Combining a testamentary trust with their superannuation can give boomers a strong vehicle to prevent the tax office becoming one of the key beneficiaries of their estate.
The major advantage is the flexibility the trusts provide to manipulate tax thresholds to stream super and other income to children in the form of child allocated pensions.
Testamentary trusts are also valued for the asset protection they provide from creditors, as well as during divorce or where there is a spendthrift beneficiary.
By contrast, a will without a testamentary trust offers little tax efficiency and asset protection benefits to beneficiaries, according to solicitor and CFP Michael Fitzpatrick.
Fitzpatrick, also director of Clarendene Estate Planning Lawyers, says a testamentary trust lives for up to 80 years, providing flexibility, asset protection, and taxation advantages for many generations of a family.
Instead of leaving an inheritance directly to a nominated beneficiary, as in a standard will, a testamentary trust is used to nominate a trustee or primary beneficiary, who has wide discretionary powers over the inheritance.

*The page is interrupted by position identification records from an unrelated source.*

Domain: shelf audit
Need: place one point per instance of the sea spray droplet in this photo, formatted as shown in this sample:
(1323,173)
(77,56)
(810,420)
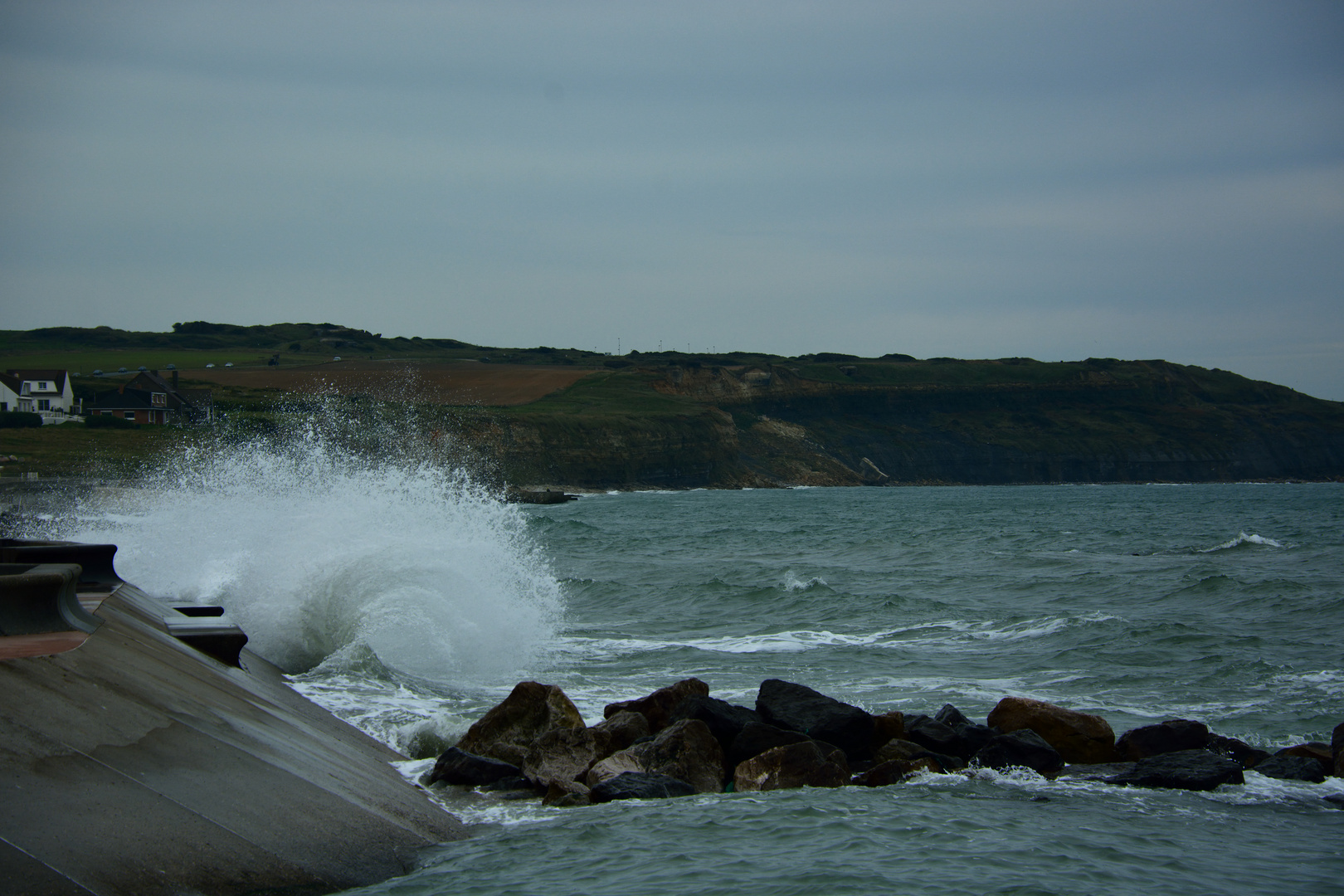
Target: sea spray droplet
(323,548)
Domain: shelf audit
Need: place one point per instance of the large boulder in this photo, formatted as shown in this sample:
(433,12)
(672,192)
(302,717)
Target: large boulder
(1312,750)
(509,730)
(1248,755)
(1170,737)
(724,720)
(1183,770)
(1079,737)
(640,785)
(801,765)
(684,750)
(756,738)
(894,772)
(1022,748)
(1292,768)
(460,767)
(657,707)
(800,709)
(620,731)
(936,737)
(562,754)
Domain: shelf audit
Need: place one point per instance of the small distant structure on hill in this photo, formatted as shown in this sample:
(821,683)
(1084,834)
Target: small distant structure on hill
(149,398)
(39,391)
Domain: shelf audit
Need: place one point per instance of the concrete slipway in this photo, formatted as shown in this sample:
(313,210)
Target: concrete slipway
(151,755)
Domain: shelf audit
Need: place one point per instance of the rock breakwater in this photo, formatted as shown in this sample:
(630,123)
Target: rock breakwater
(679,740)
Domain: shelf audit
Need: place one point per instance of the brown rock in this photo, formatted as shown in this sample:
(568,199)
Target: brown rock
(1079,737)
(566,793)
(1312,750)
(659,705)
(509,730)
(561,754)
(895,772)
(889,726)
(620,731)
(801,765)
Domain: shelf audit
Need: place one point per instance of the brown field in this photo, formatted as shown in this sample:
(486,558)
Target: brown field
(438,383)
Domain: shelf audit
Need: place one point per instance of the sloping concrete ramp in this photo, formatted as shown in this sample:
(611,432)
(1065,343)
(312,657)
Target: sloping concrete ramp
(134,763)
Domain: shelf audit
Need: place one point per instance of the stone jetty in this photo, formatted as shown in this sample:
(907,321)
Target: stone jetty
(679,740)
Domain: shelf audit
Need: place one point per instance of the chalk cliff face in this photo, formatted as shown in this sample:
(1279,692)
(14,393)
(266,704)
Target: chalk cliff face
(1094,422)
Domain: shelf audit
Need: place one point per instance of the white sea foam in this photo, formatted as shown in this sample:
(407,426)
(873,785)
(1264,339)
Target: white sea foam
(1242,539)
(324,553)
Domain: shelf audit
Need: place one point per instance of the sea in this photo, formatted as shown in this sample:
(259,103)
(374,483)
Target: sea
(402,594)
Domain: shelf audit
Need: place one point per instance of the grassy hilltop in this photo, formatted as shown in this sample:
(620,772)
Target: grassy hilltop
(580,418)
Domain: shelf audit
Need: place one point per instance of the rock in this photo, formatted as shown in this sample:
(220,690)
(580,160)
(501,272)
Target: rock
(800,709)
(640,785)
(801,765)
(894,772)
(562,754)
(1020,748)
(620,731)
(756,738)
(1097,772)
(617,763)
(1312,750)
(659,705)
(1153,740)
(952,716)
(1234,748)
(1292,768)
(460,767)
(936,737)
(908,750)
(509,730)
(888,727)
(684,750)
(1183,770)
(566,793)
(724,720)
(1079,737)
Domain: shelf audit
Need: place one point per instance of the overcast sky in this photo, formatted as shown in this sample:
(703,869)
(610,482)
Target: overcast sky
(993,179)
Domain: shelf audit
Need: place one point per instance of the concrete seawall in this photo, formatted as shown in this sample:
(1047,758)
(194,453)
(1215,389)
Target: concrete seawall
(132,762)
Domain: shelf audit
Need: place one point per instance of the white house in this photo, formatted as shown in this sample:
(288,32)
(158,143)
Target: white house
(41,391)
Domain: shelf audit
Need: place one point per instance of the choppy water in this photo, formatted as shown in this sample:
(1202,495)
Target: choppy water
(409,602)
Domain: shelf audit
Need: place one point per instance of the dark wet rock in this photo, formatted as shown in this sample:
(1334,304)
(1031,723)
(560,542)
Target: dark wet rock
(566,793)
(640,785)
(1292,768)
(563,754)
(684,750)
(800,709)
(801,765)
(908,750)
(657,707)
(895,772)
(888,727)
(756,738)
(1097,772)
(460,767)
(724,720)
(936,737)
(1183,770)
(509,730)
(620,731)
(952,716)
(1170,737)
(513,782)
(1312,750)
(1248,755)
(1079,737)
(1022,748)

The trustee has complete discretion to determine who receives the income of the trust, for example, including splitting the income among beneficiaries.
By selecting beneficiaries on low marginal tax rates, Fitzpatrick says, the trustee can minimise the overall taxation liability on the testamentary trust income.
“This is because tax is paid on testamentary trust income at the respective marginal tax rates of the beneficiaries who receive it,” he says.
The Tax Act allows children under 18 who receive income from testamentary trusts to be treated as adults for tax purposes, thus avoiding the ‘penalty’ tax rate of 48.5 percent that normally applies to income from trusts paid to minors.
In addition, the low income rebate allows each minor beneficiary of a testamentary trust to receive more than $6,000 of income tax free.
A testamentary trust can also enable beneficiaries to minimise capital gains tax arising from the sale of assets by choosing to distribute the capital gains to a beneficiary of a low or nil income.
Beneficiaries are also protected from the repercussions of bankruptcy by a testamentary trust, according to Tower Trust head of private client services Andrew McLachlan.
By law, he says, the assets of a fully discretionary trust are not owned personally by any beneficiary unless a trustee elects to distribute them to beneficiaries.
“The assets of a testamentary trust therefore do not form part of the beneficiary’s personal estate, and a creditor claiming against a beneficiary therefore cannot access the assets held in the trust.”
McLachlan says a testamentary trust may also provide some protection for a beneficiary who is experiencing family law difficulties.
“By enabling a beneficiary’s entitlement to be held in a discretionary will trust, their estate entitlements can be isolated from their personal assets.”
RetireInvest national technical manager Jennifer Brookhouse says testamentary trusts have benefits for the estate of a trustee in the event of divorce and also in the event of their children divorcing.
“A testamentary trust’s discretionary powers can ensure that the estate is left to the children of the trustee’s ‘bloodline’ and not, say, a daughter in law, in the event of a child divorcing,” she says.
“In this way the money in the trust is potentially a financial resource for a married child, but it cannot be split to satisfy the property settlement in the event of divorce.”